1) Qualification standards for mediators: in B&H we are having high standards for the qualification of mediators, which are in line with the European Union member states (standardized course of seven days altogether, Association of Mediators of B&H certifies the mediators after the course, and then you can become registered with Association), yet we are facing different challenges:

– the Curriculum could be updated (it dates from 2005),

– trainers should be the most experienced mediators,

– there is not much demand for training and we wait the whole year to gather the required 12 people.

2) Sensitization/education of judges: it would be very important to educate judges and to sensitize them for the mechanism of mediation. At least for the last five years no training for judges within the “Centre for Education for Judges and Prosecutors” took place. In order to get trust into mediation, judges need to know what is the core of mediation. This especially as judges in B&H have possibility in accordance with the Civil Proceeding Code, to propose mediation to the parties on the preparatory hearing. I have noticed as educator, that judges have a kind of reluctant aproach to mediation, even though they have a recognized norm, when a case is to be resolved through mediation.

3) Lack of practice: in B&H we are having almost no referral of cases form the judiciary, we as mediators are not allowed to promote ourselves as mediators too extensively, the Association of Mediators does not have the capacity to promote mediation in B&H.

A diversification of professional background of mediators would be helpful, then we could think about specialization of mediators, having: commercial mediation, family madiation, juvenil delinquency mediation, workplace mediation, construction mediation, medical mediation, etc.
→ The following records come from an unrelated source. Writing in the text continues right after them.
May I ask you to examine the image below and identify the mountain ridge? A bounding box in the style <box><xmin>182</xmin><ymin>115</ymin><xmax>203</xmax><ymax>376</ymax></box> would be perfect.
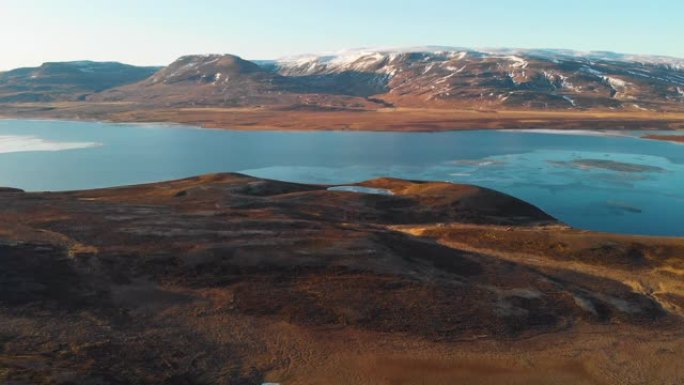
<box><xmin>0</xmin><ymin>46</ymin><xmax>684</xmax><ymax>111</ymax></box>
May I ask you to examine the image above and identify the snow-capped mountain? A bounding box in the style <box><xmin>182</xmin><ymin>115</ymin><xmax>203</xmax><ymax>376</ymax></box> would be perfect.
<box><xmin>264</xmin><ymin>47</ymin><xmax>684</xmax><ymax>109</ymax></box>
<box><xmin>5</xmin><ymin>46</ymin><xmax>684</xmax><ymax>111</ymax></box>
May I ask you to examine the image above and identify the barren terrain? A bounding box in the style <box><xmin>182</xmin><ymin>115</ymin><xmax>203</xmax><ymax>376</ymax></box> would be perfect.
<box><xmin>0</xmin><ymin>174</ymin><xmax>684</xmax><ymax>384</ymax></box>
<box><xmin>0</xmin><ymin>102</ymin><xmax>684</xmax><ymax>131</ymax></box>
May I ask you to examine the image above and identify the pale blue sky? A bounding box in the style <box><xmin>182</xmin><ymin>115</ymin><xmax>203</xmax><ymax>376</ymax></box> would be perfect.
<box><xmin>0</xmin><ymin>0</ymin><xmax>684</xmax><ymax>70</ymax></box>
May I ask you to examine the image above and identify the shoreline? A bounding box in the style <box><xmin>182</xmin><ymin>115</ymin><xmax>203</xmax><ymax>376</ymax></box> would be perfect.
<box><xmin>0</xmin><ymin>102</ymin><xmax>684</xmax><ymax>132</ymax></box>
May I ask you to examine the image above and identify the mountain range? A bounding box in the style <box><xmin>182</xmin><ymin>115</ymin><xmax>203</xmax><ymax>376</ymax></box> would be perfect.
<box><xmin>0</xmin><ymin>47</ymin><xmax>684</xmax><ymax>111</ymax></box>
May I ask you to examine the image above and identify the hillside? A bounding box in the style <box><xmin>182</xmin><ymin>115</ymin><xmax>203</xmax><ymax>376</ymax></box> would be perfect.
<box><xmin>0</xmin><ymin>61</ymin><xmax>158</xmax><ymax>103</ymax></box>
<box><xmin>91</xmin><ymin>47</ymin><xmax>684</xmax><ymax>111</ymax></box>
<box><xmin>0</xmin><ymin>174</ymin><xmax>684</xmax><ymax>385</ymax></box>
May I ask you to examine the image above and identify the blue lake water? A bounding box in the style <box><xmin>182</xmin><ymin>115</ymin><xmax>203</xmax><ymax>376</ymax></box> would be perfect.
<box><xmin>0</xmin><ymin>120</ymin><xmax>684</xmax><ymax>235</ymax></box>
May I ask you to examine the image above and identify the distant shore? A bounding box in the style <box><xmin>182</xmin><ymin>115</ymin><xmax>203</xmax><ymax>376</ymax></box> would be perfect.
<box><xmin>642</xmin><ymin>135</ymin><xmax>684</xmax><ymax>144</ymax></box>
<box><xmin>0</xmin><ymin>102</ymin><xmax>684</xmax><ymax>132</ymax></box>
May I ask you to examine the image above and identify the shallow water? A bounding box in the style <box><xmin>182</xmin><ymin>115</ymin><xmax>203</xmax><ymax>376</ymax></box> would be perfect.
<box><xmin>0</xmin><ymin>120</ymin><xmax>684</xmax><ymax>235</ymax></box>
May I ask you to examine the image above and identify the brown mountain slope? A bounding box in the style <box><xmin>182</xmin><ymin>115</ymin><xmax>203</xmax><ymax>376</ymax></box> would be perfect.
<box><xmin>0</xmin><ymin>61</ymin><xmax>159</xmax><ymax>103</ymax></box>
<box><xmin>0</xmin><ymin>174</ymin><xmax>684</xmax><ymax>384</ymax></box>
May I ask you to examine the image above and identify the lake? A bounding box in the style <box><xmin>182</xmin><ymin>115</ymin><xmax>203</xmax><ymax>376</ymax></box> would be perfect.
<box><xmin>0</xmin><ymin>120</ymin><xmax>684</xmax><ymax>235</ymax></box>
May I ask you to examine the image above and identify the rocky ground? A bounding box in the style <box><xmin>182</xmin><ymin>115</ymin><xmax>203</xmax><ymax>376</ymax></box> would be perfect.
<box><xmin>0</xmin><ymin>174</ymin><xmax>684</xmax><ymax>384</ymax></box>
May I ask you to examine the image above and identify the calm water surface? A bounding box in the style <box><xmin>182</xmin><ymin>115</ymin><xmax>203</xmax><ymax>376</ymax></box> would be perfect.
<box><xmin>0</xmin><ymin>120</ymin><xmax>684</xmax><ymax>235</ymax></box>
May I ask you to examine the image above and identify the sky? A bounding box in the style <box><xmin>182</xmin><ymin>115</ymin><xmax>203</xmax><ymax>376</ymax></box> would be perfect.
<box><xmin>0</xmin><ymin>0</ymin><xmax>684</xmax><ymax>70</ymax></box>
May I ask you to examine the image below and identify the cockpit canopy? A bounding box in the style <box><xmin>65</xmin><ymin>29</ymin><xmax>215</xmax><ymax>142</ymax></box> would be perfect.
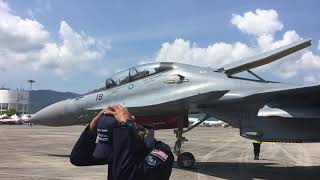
<box><xmin>93</xmin><ymin>62</ymin><xmax>173</xmax><ymax>92</ymax></box>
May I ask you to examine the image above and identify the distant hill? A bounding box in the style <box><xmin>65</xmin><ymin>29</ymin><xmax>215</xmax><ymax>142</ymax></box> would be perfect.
<box><xmin>30</xmin><ymin>90</ymin><xmax>79</xmax><ymax>114</ymax></box>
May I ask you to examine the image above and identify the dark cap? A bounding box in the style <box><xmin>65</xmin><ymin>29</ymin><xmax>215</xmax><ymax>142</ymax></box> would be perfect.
<box><xmin>93</xmin><ymin>116</ymin><xmax>117</xmax><ymax>159</ymax></box>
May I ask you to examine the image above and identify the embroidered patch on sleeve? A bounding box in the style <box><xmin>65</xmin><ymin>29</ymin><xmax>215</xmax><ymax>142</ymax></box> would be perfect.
<box><xmin>150</xmin><ymin>149</ymin><xmax>168</xmax><ymax>161</ymax></box>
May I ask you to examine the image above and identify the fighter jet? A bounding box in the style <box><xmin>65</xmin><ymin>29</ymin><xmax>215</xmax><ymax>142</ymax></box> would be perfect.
<box><xmin>30</xmin><ymin>39</ymin><xmax>320</xmax><ymax>167</ymax></box>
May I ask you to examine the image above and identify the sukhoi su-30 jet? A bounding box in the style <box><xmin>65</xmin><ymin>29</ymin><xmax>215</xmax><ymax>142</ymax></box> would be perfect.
<box><xmin>30</xmin><ymin>39</ymin><xmax>320</xmax><ymax>167</ymax></box>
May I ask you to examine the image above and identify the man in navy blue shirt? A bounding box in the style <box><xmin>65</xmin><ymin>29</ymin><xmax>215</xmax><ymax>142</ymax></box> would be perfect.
<box><xmin>70</xmin><ymin>105</ymin><xmax>174</xmax><ymax>180</ymax></box>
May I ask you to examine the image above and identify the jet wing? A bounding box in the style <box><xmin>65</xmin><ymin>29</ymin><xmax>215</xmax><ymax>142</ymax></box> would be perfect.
<box><xmin>242</xmin><ymin>85</ymin><xmax>320</xmax><ymax>107</ymax></box>
<box><xmin>221</xmin><ymin>39</ymin><xmax>311</xmax><ymax>76</ymax></box>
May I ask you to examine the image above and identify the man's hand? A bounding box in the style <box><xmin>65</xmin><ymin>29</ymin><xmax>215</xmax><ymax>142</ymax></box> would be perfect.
<box><xmin>89</xmin><ymin>108</ymin><xmax>107</xmax><ymax>131</ymax></box>
<box><xmin>103</xmin><ymin>105</ymin><xmax>133</xmax><ymax>122</ymax></box>
<box><xmin>89</xmin><ymin>105</ymin><xmax>133</xmax><ymax>131</ymax></box>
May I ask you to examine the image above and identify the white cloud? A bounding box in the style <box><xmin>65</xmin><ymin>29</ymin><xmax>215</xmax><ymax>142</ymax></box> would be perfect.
<box><xmin>156</xmin><ymin>39</ymin><xmax>252</xmax><ymax>68</ymax></box>
<box><xmin>231</xmin><ymin>9</ymin><xmax>283</xmax><ymax>36</ymax></box>
<box><xmin>303</xmin><ymin>75</ymin><xmax>317</xmax><ymax>83</ymax></box>
<box><xmin>156</xmin><ymin>9</ymin><xmax>320</xmax><ymax>82</ymax></box>
<box><xmin>0</xmin><ymin>1</ymin><xmax>111</xmax><ymax>76</ymax></box>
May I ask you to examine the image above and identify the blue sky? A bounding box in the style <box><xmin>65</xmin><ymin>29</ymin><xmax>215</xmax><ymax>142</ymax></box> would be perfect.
<box><xmin>0</xmin><ymin>0</ymin><xmax>320</xmax><ymax>93</ymax></box>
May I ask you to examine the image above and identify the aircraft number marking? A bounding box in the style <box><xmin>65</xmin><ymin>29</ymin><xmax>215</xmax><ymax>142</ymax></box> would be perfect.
<box><xmin>96</xmin><ymin>94</ymin><xmax>103</xmax><ymax>101</ymax></box>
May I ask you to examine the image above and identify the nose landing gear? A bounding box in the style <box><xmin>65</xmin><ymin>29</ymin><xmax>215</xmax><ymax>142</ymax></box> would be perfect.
<box><xmin>174</xmin><ymin>115</ymin><xmax>210</xmax><ymax>168</ymax></box>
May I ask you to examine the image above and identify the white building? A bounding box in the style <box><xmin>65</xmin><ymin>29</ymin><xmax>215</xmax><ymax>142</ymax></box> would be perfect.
<box><xmin>0</xmin><ymin>89</ymin><xmax>29</xmax><ymax>114</ymax></box>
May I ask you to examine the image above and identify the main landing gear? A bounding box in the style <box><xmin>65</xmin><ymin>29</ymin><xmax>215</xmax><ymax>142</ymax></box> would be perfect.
<box><xmin>174</xmin><ymin>115</ymin><xmax>210</xmax><ymax>168</ymax></box>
Furthermore, it would be crucial to recognize mediator as profession and to register it into the nomenclature of professions.
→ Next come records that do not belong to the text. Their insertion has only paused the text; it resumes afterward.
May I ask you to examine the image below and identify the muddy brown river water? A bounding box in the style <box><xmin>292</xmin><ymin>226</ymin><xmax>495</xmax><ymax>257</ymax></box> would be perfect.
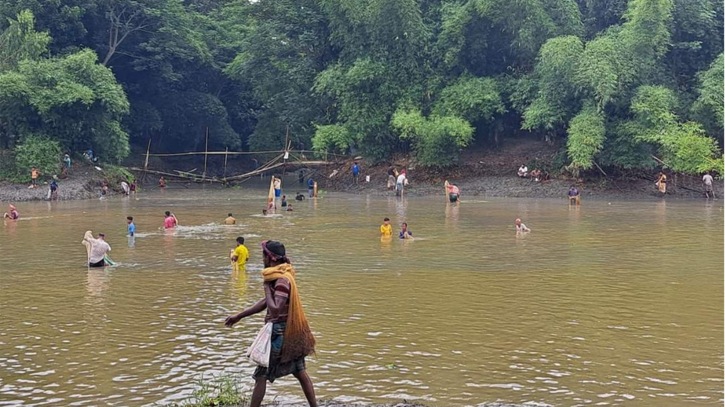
<box><xmin>0</xmin><ymin>189</ymin><xmax>723</xmax><ymax>406</ymax></box>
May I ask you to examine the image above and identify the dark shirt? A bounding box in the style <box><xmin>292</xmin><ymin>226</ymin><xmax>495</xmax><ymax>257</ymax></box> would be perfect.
<box><xmin>264</xmin><ymin>278</ymin><xmax>290</xmax><ymax>323</ymax></box>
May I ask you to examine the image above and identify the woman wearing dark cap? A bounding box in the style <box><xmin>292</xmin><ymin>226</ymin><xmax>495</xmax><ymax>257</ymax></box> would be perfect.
<box><xmin>224</xmin><ymin>240</ymin><xmax>317</xmax><ymax>407</ymax></box>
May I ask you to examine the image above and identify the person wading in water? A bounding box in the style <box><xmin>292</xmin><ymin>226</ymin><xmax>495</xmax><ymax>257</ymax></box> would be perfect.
<box><xmin>224</xmin><ymin>240</ymin><xmax>317</xmax><ymax>407</ymax></box>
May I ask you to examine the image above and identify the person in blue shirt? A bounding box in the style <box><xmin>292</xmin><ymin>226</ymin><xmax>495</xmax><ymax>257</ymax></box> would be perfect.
<box><xmin>399</xmin><ymin>222</ymin><xmax>413</xmax><ymax>239</ymax></box>
<box><xmin>352</xmin><ymin>162</ymin><xmax>360</xmax><ymax>184</ymax></box>
<box><xmin>307</xmin><ymin>177</ymin><xmax>315</xmax><ymax>198</ymax></box>
<box><xmin>126</xmin><ymin>216</ymin><xmax>136</xmax><ymax>237</ymax></box>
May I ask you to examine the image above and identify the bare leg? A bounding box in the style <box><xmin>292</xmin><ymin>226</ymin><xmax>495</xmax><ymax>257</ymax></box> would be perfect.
<box><xmin>249</xmin><ymin>378</ymin><xmax>267</xmax><ymax>407</ymax></box>
<box><xmin>292</xmin><ymin>371</ymin><xmax>317</xmax><ymax>407</ymax></box>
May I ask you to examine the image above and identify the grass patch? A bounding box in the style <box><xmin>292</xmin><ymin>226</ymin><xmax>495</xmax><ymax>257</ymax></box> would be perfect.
<box><xmin>169</xmin><ymin>375</ymin><xmax>249</xmax><ymax>407</ymax></box>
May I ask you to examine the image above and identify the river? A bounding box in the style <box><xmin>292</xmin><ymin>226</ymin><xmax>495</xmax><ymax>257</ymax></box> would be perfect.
<box><xmin>0</xmin><ymin>188</ymin><xmax>723</xmax><ymax>406</ymax></box>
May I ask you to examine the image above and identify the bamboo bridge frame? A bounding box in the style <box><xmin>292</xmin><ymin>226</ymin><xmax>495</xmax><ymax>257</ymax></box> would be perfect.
<box><xmin>128</xmin><ymin>134</ymin><xmax>347</xmax><ymax>184</ymax></box>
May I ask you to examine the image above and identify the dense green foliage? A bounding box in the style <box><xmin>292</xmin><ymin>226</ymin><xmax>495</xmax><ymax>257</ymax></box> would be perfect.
<box><xmin>15</xmin><ymin>135</ymin><xmax>61</xmax><ymax>181</ymax></box>
<box><xmin>0</xmin><ymin>0</ymin><xmax>723</xmax><ymax>173</ymax></box>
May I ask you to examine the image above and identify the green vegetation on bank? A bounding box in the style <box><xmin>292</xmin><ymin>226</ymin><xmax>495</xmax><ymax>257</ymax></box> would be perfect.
<box><xmin>170</xmin><ymin>375</ymin><xmax>248</xmax><ymax>407</ymax></box>
<box><xmin>0</xmin><ymin>0</ymin><xmax>723</xmax><ymax>178</ymax></box>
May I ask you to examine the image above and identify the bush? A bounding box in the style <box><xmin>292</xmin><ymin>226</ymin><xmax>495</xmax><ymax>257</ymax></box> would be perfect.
<box><xmin>391</xmin><ymin>111</ymin><xmax>474</xmax><ymax>168</ymax></box>
<box><xmin>103</xmin><ymin>164</ymin><xmax>136</xmax><ymax>188</ymax></box>
<box><xmin>15</xmin><ymin>135</ymin><xmax>61</xmax><ymax>181</ymax></box>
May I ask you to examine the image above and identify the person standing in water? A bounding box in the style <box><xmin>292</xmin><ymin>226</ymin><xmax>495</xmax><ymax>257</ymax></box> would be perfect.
<box><xmin>307</xmin><ymin>177</ymin><xmax>315</xmax><ymax>198</ymax></box>
<box><xmin>447</xmin><ymin>184</ymin><xmax>461</xmax><ymax>203</ymax></box>
<box><xmin>231</xmin><ymin>236</ymin><xmax>249</xmax><ymax>270</ymax></box>
<box><xmin>30</xmin><ymin>167</ymin><xmax>40</xmax><ymax>188</ymax></box>
<box><xmin>380</xmin><ymin>218</ymin><xmax>393</xmax><ymax>237</ymax></box>
<box><xmin>398</xmin><ymin>222</ymin><xmax>413</xmax><ymax>239</ymax></box>
<box><xmin>352</xmin><ymin>161</ymin><xmax>360</xmax><ymax>185</ymax></box>
<box><xmin>224</xmin><ymin>241</ymin><xmax>317</xmax><ymax>407</ymax></box>
<box><xmin>126</xmin><ymin>216</ymin><xmax>136</xmax><ymax>237</ymax></box>
<box><xmin>702</xmin><ymin>172</ymin><xmax>716</xmax><ymax>199</ymax></box>
<box><xmin>3</xmin><ymin>204</ymin><xmax>20</xmax><ymax>220</ymax></box>
<box><xmin>655</xmin><ymin>172</ymin><xmax>667</xmax><ymax>195</ymax></box>
<box><xmin>273</xmin><ymin>175</ymin><xmax>282</xmax><ymax>198</ymax></box>
<box><xmin>515</xmin><ymin>218</ymin><xmax>531</xmax><ymax>233</ymax></box>
<box><xmin>569</xmin><ymin>185</ymin><xmax>579</xmax><ymax>205</ymax></box>
<box><xmin>164</xmin><ymin>211</ymin><xmax>179</xmax><ymax>229</ymax></box>
<box><xmin>50</xmin><ymin>180</ymin><xmax>58</xmax><ymax>201</ymax></box>
<box><xmin>83</xmin><ymin>231</ymin><xmax>111</xmax><ymax>267</ymax></box>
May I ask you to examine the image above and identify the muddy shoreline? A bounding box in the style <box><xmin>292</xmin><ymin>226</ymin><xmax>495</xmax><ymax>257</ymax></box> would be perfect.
<box><xmin>318</xmin><ymin>176</ymin><xmax>723</xmax><ymax>201</ymax></box>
It is also a question of entering the mandatory mediation in certain types of disputes, as e.g. in those which are based on contracts. Additionaly, promotion of mediation clauses in business contracts would be a great step forward. Furthermore, the implementation of the Directive 2008/52/EC of the European Parliament and Council, from the 21th of May 2008, could provide an efficient mechanism also for the region for solving cross-border commercial disputes. It would attract investors ensuring them that any disput with domestic firms, could be settled through mediation, with minimum time and costs.
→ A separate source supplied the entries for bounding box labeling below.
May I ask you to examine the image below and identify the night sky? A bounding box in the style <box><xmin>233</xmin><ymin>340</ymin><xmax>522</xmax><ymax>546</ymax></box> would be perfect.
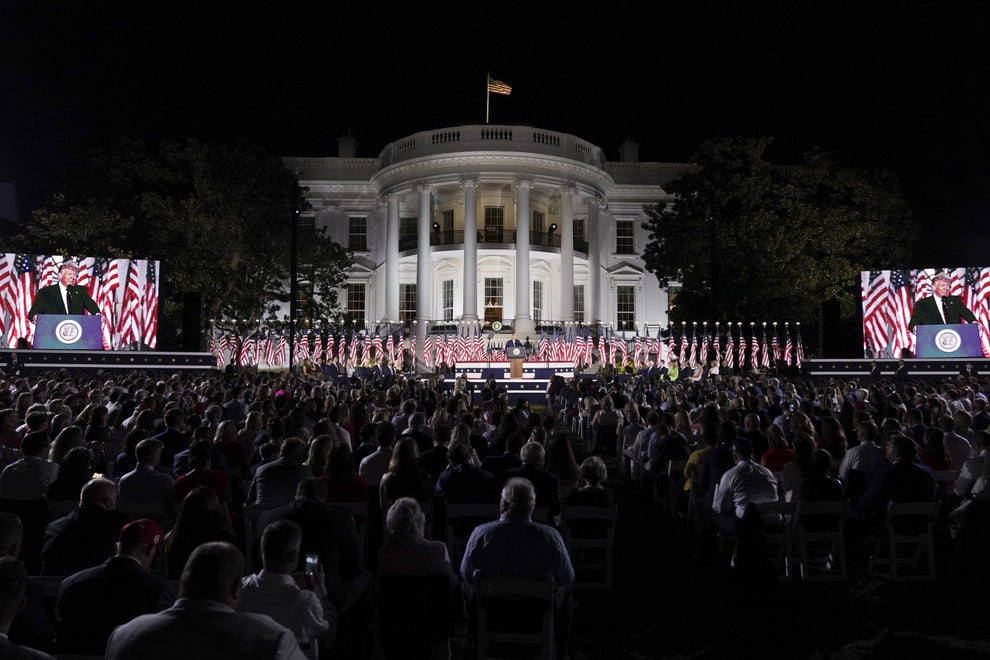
<box><xmin>0</xmin><ymin>1</ymin><xmax>990</xmax><ymax>267</ymax></box>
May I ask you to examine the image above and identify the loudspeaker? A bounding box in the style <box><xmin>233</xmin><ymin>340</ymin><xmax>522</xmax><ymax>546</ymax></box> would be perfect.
<box><xmin>182</xmin><ymin>291</ymin><xmax>203</xmax><ymax>351</ymax></box>
<box><xmin>822</xmin><ymin>300</ymin><xmax>842</xmax><ymax>359</ymax></box>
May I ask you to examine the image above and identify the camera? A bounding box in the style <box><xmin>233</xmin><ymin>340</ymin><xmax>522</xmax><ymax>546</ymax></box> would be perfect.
<box><xmin>306</xmin><ymin>553</ymin><xmax>320</xmax><ymax>577</ymax></box>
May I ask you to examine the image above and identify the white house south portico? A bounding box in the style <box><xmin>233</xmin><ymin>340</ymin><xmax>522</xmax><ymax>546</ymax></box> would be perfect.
<box><xmin>285</xmin><ymin>125</ymin><xmax>686</xmax><ymax>366</ymax></box>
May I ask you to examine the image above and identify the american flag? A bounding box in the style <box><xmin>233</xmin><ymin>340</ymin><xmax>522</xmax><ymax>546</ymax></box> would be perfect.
<box><xmin>0</xmin><ymin>252</ymin><xmax>17</xmax><ymax>345</ymax></box>
<box><xmin>144</xmin><ymin>261</ymin><xmax>158</xmax><ymax>350</ymax></box>
<box><xmin>93</xmin><ymin>259</ymin><xmax>119</xmax><ymax>350</ymax></box>
<box><xmin>892</xmin><ymin>270</ymin><xmax>914</xmax><ymax>358</ymax></box>
<box><xmin>9</xmin><ymin>254</ymin><xmax>36</xmax><ymax>346</ymax></box>
<box><xmin>422</xmin><ymin>330</ymin><xmax>433</xmax><ymax>369</ymax></box>
<box><xmin>265</xmin><ymin>330</ymin><xmax>278</xmax><ymax>368</ymax></box>
<box><xmin>488</xmin><ymin>76</ymin><xmax>512</xmax><ymax>96</ymax></box>
<box><xmin>117</xmin><ymin>259</ymin><xmax>144</xmax><ymax>348</ymax></box>
<box><xmin>739</xmin><ymin>326</ymin><xmax>749</xmax><ymax>371</ymax></box>
<box><xmin>864</xmin><ymin>270</ymin><xmax>890</xmax><ymax>356</ymax></box>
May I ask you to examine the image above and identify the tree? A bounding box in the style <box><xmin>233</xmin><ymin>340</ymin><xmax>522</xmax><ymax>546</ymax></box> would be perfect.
<box><xmin>19</xmin><ymin>139</ymin><xmax>351</xmax><ymax>348</ymax></box>
<box><xmin>643</xmin><ymin>137</ymin><xmax>917</xmax><ymax>354</ymax></box>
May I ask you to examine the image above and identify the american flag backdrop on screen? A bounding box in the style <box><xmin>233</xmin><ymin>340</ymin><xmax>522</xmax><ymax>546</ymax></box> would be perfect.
<box><xmin>116</xmin><ymin>259</ymin><xmax>144</xmax><ymax>348</ymax></box>
<box><xmin>892</xmin><ymin>270</ymin><xmax>914</xmax><ymax>358</ymax></box>
<box><xmin>0</xmin><ymin>252</ymin><xmax>15</xmax><ymax>346</ymax></box>
<box><xmin>8</xmin><ymin>254</ymin><xmax>37</xmax><ymax>346</ymax></box>
<box><xmin>144</xmin><ymin>261</ymin><xmax>158</xmax><ymax>349</ymax></box>
<box><xmin>864</xmin><ymin>270</ymin><xmax>890</xmax><ymax>356</ymax></box>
In order to improve the situation, it would be desirable to have:

– more regional exchange on the training curriculum and an update of the curriculum,

– restart the education and sensitisation of judges at the “Centre for Education of Judges and Prosecutors”,

– more regional exchange on how mediation can be promoted by the mediators individually, but also by institutions, e.g. Associations and Mediation Centres,

– more regional exchange on specific regulation changes as concerning the possibility of introductionof  mandatory mediation.